All specialists involved in the evaluation and management of GI cancers work together to determine the optimal evaluation and course of treatment for each patient. Oncologic surgeons, including Board certified colorectal surgeons, gastroenterologists, radiologists, radiation oncologists, medical oncologists, pathologists and other clinicians with specialized knowledge of these malignancies collaborate and meet weekly, sharing their expertise on each patient's case. A critical member of the team of experts is an experienced oncology-certified clinical patient navigator to help coordinate care on behalf of the patient.

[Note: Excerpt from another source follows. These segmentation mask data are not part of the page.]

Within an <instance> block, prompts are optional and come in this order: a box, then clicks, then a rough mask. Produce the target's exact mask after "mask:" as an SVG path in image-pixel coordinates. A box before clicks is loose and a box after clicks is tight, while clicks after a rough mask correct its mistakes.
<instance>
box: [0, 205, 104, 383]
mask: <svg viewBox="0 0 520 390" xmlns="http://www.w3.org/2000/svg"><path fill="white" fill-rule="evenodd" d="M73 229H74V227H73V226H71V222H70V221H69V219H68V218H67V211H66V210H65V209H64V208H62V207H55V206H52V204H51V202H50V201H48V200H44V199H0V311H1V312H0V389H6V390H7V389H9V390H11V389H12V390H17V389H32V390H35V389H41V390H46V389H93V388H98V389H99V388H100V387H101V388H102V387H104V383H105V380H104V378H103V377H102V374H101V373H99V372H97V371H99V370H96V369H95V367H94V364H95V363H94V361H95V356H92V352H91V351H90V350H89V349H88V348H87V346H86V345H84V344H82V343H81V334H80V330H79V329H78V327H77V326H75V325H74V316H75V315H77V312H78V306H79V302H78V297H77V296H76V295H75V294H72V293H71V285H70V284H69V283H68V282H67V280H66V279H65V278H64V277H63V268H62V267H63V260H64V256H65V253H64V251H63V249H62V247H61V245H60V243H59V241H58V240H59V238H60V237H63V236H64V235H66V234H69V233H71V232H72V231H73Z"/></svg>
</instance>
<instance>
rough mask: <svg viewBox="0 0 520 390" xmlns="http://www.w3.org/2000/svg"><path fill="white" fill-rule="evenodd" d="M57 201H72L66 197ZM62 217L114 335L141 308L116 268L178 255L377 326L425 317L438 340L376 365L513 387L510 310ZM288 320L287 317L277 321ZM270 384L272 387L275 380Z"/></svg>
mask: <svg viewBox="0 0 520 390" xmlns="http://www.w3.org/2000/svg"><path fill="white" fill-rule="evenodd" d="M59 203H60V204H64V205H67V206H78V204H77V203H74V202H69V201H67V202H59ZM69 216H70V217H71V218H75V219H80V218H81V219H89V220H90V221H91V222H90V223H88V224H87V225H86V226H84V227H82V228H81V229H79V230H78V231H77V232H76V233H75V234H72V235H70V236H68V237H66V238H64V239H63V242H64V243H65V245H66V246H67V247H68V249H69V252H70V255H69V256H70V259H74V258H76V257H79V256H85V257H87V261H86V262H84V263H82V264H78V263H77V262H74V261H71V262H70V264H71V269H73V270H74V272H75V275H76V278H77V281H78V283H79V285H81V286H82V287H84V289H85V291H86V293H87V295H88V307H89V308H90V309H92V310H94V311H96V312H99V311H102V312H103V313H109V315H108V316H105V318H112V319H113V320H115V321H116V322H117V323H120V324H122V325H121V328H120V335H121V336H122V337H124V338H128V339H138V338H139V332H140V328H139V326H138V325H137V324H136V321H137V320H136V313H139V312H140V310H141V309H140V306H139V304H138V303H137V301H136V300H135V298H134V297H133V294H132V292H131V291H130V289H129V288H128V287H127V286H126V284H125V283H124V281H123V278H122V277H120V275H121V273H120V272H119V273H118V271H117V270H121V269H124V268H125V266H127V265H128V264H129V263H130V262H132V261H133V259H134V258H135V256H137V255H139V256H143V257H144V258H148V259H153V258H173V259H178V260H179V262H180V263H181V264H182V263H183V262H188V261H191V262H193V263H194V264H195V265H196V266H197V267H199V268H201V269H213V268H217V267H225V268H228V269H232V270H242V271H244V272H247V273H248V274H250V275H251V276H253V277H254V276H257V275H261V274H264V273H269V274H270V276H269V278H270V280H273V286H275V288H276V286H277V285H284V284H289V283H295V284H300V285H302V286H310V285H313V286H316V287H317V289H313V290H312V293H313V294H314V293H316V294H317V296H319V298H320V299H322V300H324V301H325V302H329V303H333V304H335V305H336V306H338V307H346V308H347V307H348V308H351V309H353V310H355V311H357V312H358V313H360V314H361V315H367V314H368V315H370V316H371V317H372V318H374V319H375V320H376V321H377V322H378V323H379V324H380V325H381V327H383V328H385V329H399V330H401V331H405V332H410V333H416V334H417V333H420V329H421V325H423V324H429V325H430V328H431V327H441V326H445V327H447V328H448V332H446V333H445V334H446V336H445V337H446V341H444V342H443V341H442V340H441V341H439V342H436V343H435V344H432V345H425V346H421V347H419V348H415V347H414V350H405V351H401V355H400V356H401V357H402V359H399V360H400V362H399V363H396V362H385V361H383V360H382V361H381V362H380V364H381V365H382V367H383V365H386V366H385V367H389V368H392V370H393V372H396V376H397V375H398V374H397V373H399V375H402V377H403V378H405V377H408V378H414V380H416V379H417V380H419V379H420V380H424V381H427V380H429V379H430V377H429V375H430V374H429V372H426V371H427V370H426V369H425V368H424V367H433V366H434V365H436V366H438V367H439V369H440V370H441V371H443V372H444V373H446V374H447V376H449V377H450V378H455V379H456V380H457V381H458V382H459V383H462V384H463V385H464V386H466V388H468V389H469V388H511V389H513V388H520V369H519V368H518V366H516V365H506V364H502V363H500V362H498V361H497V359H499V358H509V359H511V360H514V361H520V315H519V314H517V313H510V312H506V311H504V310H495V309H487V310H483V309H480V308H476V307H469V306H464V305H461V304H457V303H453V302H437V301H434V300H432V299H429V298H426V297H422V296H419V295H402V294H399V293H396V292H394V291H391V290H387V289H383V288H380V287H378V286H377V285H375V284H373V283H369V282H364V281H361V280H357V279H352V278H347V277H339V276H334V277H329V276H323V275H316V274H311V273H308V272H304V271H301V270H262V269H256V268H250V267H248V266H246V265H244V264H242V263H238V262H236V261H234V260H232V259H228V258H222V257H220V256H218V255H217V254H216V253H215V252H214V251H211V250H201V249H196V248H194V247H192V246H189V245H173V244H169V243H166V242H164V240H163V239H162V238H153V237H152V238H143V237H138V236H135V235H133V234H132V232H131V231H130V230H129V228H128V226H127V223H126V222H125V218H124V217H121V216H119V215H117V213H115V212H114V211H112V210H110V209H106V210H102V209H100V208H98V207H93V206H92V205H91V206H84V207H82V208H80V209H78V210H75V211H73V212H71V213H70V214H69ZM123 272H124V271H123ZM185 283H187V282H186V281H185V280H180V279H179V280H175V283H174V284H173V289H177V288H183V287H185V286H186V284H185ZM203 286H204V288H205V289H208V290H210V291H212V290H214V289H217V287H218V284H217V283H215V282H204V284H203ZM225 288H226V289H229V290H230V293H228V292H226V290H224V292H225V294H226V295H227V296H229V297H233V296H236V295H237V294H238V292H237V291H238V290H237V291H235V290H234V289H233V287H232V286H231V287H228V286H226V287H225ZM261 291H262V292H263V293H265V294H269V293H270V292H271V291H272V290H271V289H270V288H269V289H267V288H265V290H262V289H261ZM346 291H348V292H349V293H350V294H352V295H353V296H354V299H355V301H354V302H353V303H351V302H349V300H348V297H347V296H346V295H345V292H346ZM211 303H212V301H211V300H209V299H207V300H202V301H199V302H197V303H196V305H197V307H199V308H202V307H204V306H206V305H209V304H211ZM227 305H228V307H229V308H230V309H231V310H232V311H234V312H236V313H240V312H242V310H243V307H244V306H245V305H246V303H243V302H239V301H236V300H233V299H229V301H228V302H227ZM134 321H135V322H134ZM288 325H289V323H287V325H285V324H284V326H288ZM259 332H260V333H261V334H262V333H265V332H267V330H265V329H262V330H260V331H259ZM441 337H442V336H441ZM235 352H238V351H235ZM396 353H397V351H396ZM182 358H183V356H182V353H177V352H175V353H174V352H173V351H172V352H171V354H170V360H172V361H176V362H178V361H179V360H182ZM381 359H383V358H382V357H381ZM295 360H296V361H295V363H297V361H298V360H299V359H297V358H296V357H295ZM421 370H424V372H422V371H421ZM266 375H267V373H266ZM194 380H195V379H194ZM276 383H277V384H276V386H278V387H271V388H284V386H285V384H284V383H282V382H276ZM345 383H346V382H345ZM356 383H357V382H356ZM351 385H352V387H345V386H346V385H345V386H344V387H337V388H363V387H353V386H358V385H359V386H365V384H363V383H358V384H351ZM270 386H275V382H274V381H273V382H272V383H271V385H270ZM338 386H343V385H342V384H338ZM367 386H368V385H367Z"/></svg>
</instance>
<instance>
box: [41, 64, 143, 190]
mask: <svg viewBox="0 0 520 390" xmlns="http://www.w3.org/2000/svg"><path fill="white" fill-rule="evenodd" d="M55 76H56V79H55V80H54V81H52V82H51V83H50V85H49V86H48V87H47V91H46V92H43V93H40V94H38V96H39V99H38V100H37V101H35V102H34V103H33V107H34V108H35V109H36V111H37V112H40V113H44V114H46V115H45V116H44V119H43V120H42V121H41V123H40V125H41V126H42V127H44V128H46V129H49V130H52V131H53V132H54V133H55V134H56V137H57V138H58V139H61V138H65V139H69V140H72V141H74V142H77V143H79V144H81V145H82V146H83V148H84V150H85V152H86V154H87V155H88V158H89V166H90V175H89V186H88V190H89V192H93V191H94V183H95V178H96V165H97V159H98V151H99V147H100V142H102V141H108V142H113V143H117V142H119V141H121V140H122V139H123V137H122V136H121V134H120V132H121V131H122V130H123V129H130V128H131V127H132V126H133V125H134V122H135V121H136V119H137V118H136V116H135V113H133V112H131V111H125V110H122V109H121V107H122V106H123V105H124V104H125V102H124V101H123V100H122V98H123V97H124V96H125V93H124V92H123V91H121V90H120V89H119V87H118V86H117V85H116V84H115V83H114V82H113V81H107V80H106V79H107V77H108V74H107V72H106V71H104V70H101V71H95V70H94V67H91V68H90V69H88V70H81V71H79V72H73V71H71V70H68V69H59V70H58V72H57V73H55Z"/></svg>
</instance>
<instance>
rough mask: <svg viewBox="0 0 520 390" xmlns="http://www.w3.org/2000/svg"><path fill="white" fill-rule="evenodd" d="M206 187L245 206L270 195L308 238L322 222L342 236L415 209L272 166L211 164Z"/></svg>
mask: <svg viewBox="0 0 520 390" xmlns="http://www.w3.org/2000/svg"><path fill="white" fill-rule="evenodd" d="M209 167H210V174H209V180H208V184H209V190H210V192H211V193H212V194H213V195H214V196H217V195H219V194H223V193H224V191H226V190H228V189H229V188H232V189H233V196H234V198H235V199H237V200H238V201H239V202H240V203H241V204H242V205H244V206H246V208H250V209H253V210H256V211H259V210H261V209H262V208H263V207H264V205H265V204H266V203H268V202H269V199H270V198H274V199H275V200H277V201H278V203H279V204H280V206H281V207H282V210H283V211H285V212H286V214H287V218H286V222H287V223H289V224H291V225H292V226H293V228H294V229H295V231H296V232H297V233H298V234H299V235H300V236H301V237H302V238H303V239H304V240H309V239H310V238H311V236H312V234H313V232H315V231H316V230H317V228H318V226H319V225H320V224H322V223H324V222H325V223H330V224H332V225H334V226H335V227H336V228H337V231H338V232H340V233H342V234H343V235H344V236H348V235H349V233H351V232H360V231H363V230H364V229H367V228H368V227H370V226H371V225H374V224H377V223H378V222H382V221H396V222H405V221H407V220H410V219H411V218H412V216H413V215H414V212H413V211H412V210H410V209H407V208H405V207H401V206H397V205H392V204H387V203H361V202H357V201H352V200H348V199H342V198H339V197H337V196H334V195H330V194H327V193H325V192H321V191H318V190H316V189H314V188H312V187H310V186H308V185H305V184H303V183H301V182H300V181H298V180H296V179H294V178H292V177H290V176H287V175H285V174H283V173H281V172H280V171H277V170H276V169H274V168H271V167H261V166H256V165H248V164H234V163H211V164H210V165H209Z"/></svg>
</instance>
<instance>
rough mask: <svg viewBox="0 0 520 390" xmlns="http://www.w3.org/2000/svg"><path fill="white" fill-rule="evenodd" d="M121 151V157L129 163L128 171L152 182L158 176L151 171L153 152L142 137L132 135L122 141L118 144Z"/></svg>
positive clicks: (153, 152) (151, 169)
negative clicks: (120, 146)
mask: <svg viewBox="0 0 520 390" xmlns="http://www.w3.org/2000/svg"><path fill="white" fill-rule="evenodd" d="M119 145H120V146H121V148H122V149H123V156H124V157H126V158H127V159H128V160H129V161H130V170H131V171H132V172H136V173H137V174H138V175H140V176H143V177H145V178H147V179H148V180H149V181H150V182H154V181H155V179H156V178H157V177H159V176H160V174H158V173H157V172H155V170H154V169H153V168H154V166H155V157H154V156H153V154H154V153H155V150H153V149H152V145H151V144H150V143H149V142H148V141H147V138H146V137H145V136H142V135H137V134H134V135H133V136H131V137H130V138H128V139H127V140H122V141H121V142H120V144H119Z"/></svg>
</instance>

The team's commitment to outstanding patient care is augmented by the latest advances in surgical, endoscopic and interventional radiology techniques. We stay on the leading edge of therapy by participating in clinical research, giving patients access to the latest treatment protocols through appropriate clinical trials that may not be available at other hospitals.
About Your Surgery
These interactive programs provide easy-to-understand information about colectomies, and can help prepare you for your procedure. Please note, our requirements, recommendations, and pathways may differ from what is presented.
Maine Medical Center provides a full range of patient evaluation and clinical care resources for colorectal, esophageal, liver and pancreatic malignancies, including:
A state-of-the-art endoscopy unit staffed by 12 sub-specialty trained gastroenterologists for the diagnosis and treatment of cancers of the digestive tract
Advanced endoscopic procedures including ERCP and EUS
Advanced technology used in the Pancreaticobiliary Center, such as the SpyGlass scope and SMASH biopsy technique that can allow immediate biopsy result to determine if a tumor is cancerous
Leading-edge interventional radiological procedures for the treatment of liver cancer including chemoembolization (the delivery of a targeted dose of chemotherapy directly to a tumor), and radiofrequency ablation (an image-guided technique that kills cancer cells by heating and destroying them)
A non-surgical approach used for ablation of Barrett's esophagus, which is the use of electrical energy to remove the diseased layer of cells from the esophagus. MMC was the first in Maine to provide this option that may eliminate the disease before it has the opportunity to progress to cancer.